SOMPOケア株式会社では、ご利用者さまとの信頼を築くため、コーポレート・ガバナンス体制、事業所管理体制の構築に取り組んでおります。ガバナンス・リスク・クオリティ・コンプライアンス委員会を経営会議の諮問機関として設置し、リスク管理・品質にかかわる重大事象への対応や、内部監査結果などの内部統制に関する事項の審議を実施するとともに、本社リスク管理部門では事故情報を集約し、再発防止策の周知・徹底を図っております。また、リアルデータプラットフォームの技術を活用した介護事業者向けサービスである「egaku」、ICT・最先端テクノロジーの介護現場での有効活用を推進し、生産性向上および処遇改善を通じた介護人材の需給ギャップの解消を目指しております。

オ.その他リスク(No.29)
(事業中断リスク)
a.リスクの概要と評価

 大規模地震等の自然災害、大規模テロ攻撃、新型感染症等のパンデミック(世界的な大流行)、サイバー攻撃等による大規模システム障害等が発生し、本社機能、保険金支払、介護サービスの提供などにおける円滑な業務運営が阻害されるリスクを「その他リスク(事業中断リスク)」と認識しており、当該リスクは当社グループの経営成績等に影響を及ぼす可能性があります。

b.対応策の状況

 当社グループでは、従来から大規模な地震などの自然災害、新型感染症等のパンデミックの発生、サイバー攻撃等による大規模システム障害発生の有事に備えた業務継続計画を策定し、定期的に訓練を実施するとともに、業務継続計画の有効性の検証を行っております。 

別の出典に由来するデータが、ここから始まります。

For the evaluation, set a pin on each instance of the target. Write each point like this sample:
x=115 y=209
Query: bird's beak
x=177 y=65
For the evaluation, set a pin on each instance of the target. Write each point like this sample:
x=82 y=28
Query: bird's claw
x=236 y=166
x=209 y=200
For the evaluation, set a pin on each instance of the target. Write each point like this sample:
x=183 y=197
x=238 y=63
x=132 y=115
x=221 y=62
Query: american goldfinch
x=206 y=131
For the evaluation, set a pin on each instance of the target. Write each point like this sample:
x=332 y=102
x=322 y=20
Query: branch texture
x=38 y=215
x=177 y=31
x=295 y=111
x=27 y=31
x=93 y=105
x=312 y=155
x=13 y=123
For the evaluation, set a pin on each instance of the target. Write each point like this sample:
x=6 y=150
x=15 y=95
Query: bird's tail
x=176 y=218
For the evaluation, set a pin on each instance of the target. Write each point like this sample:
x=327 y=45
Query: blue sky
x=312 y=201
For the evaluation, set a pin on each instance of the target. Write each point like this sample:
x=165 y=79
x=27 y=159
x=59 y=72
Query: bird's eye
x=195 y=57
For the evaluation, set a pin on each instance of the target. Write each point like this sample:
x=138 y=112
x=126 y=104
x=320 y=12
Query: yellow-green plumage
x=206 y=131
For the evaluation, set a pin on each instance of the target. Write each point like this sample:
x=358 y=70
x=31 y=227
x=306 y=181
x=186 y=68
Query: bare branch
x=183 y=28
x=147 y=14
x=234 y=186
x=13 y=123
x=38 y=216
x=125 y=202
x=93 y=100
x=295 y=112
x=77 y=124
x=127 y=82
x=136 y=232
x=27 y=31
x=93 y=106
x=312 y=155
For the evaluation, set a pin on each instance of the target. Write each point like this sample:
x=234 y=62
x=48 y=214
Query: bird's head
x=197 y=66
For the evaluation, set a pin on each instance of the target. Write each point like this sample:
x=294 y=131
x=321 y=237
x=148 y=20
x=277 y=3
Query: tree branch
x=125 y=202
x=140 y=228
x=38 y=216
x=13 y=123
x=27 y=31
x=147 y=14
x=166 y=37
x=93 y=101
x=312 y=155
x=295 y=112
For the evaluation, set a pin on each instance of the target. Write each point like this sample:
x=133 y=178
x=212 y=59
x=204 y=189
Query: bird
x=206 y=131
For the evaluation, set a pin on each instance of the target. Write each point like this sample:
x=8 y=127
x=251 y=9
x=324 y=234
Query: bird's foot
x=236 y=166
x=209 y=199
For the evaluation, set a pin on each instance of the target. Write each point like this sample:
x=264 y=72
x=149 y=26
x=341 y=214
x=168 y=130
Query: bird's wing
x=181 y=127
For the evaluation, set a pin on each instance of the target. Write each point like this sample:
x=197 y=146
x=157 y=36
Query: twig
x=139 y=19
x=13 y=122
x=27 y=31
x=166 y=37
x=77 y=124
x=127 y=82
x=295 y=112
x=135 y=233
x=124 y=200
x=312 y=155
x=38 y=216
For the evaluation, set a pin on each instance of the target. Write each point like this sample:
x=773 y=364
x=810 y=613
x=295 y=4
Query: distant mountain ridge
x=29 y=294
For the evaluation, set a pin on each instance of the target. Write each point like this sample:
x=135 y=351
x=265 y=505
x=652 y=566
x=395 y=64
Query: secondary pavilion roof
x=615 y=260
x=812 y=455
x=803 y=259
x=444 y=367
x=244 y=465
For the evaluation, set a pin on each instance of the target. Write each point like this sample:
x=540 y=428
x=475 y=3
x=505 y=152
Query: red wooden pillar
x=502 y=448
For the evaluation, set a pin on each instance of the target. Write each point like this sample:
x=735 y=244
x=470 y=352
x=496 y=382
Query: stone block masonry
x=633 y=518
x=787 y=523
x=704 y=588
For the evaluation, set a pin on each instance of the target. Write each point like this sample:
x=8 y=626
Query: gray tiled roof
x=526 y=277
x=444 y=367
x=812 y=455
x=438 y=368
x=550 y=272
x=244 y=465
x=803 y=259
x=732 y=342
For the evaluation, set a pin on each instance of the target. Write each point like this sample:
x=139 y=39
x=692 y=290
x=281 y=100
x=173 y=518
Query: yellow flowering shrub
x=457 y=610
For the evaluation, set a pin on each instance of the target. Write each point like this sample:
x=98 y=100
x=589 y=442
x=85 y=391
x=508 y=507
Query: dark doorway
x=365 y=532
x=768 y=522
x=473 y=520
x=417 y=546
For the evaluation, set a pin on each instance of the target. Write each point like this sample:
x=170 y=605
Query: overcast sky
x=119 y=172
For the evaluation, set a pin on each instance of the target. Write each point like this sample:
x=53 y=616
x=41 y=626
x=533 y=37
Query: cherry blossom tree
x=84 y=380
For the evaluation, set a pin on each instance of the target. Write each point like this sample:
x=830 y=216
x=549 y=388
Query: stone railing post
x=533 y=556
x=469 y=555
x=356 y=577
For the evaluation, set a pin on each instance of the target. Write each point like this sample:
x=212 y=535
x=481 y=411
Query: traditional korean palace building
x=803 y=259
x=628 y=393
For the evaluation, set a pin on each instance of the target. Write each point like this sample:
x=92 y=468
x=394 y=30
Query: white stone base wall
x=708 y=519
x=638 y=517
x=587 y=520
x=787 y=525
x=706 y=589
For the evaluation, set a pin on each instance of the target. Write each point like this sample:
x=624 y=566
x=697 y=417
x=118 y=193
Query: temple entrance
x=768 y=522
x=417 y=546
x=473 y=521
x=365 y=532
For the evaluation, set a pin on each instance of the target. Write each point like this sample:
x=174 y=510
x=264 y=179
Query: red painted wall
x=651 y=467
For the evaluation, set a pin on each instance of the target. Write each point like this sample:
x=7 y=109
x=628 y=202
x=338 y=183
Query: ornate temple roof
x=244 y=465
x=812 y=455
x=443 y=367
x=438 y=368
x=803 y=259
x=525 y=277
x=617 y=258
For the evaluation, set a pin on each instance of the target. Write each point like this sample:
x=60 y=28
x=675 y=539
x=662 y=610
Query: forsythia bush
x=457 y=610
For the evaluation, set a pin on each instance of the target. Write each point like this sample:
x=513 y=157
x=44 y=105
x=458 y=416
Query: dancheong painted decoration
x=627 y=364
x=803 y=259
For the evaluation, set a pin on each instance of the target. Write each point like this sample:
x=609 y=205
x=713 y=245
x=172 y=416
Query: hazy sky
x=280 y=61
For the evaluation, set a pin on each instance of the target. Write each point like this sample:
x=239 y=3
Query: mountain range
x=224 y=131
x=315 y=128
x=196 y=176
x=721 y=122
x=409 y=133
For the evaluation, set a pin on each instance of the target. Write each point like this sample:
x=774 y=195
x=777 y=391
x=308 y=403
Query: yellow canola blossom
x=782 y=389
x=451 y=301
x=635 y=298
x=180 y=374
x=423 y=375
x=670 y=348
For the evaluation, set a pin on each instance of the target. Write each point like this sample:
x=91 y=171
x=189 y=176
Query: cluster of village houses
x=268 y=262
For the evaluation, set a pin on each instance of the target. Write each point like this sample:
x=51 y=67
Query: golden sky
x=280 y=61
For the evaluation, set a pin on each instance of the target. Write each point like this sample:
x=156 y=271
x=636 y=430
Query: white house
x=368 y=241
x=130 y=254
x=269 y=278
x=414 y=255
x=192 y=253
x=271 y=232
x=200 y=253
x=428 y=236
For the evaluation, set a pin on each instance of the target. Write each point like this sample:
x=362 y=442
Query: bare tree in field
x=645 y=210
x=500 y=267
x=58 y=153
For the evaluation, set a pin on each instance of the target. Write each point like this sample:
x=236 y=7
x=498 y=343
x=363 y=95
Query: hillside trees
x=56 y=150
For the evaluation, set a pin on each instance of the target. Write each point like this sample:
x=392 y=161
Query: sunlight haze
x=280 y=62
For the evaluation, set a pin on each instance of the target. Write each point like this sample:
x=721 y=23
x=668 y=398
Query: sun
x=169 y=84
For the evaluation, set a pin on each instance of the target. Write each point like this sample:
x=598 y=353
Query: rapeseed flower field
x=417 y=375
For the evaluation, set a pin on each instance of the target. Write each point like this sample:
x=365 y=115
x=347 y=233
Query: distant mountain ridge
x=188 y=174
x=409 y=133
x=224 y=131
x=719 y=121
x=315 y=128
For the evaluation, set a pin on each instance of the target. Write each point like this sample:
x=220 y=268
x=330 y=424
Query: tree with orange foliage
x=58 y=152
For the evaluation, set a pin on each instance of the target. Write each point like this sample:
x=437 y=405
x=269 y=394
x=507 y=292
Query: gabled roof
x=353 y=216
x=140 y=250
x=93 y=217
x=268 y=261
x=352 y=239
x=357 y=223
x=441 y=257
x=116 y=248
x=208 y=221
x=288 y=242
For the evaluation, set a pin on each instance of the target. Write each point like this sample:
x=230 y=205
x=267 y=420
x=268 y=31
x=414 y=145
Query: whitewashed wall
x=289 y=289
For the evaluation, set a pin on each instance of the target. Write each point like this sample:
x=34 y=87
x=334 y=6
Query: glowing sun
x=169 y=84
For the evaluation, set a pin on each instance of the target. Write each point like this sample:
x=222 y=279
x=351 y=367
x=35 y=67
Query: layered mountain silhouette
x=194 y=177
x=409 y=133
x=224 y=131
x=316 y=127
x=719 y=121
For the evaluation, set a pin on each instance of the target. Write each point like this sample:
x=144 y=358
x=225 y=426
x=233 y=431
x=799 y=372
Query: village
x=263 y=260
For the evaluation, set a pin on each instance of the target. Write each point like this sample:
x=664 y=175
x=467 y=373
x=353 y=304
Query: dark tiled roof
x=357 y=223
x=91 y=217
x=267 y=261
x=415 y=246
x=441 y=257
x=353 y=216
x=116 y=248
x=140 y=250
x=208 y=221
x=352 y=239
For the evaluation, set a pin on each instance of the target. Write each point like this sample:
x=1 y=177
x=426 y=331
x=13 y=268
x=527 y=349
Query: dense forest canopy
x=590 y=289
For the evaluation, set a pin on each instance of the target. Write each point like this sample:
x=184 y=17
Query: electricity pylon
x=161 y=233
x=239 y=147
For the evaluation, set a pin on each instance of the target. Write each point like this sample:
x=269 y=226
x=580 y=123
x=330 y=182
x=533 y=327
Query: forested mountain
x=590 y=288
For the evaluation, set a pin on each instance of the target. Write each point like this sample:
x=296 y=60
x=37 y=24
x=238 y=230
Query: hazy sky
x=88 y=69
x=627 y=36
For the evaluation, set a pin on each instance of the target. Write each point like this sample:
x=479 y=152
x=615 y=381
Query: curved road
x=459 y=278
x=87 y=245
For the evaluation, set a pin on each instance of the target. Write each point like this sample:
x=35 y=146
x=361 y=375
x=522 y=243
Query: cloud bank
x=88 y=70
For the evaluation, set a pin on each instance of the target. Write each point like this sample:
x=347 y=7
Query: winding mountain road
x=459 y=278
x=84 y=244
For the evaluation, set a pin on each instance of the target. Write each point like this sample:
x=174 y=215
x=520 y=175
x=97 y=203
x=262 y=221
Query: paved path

 また、直近では、東京都防災会議の「首都直下地震等による東京の被害想定」に基づくグループ各社の整備状況の点検や最新の通信手段・電力ファシリティの配備、サイバー対応の有事体制やグループ内連携フローの明確化などを通じ、更なる危機対応力向上へ向け、グループ各社の重要業務の継続のための改善を行っております。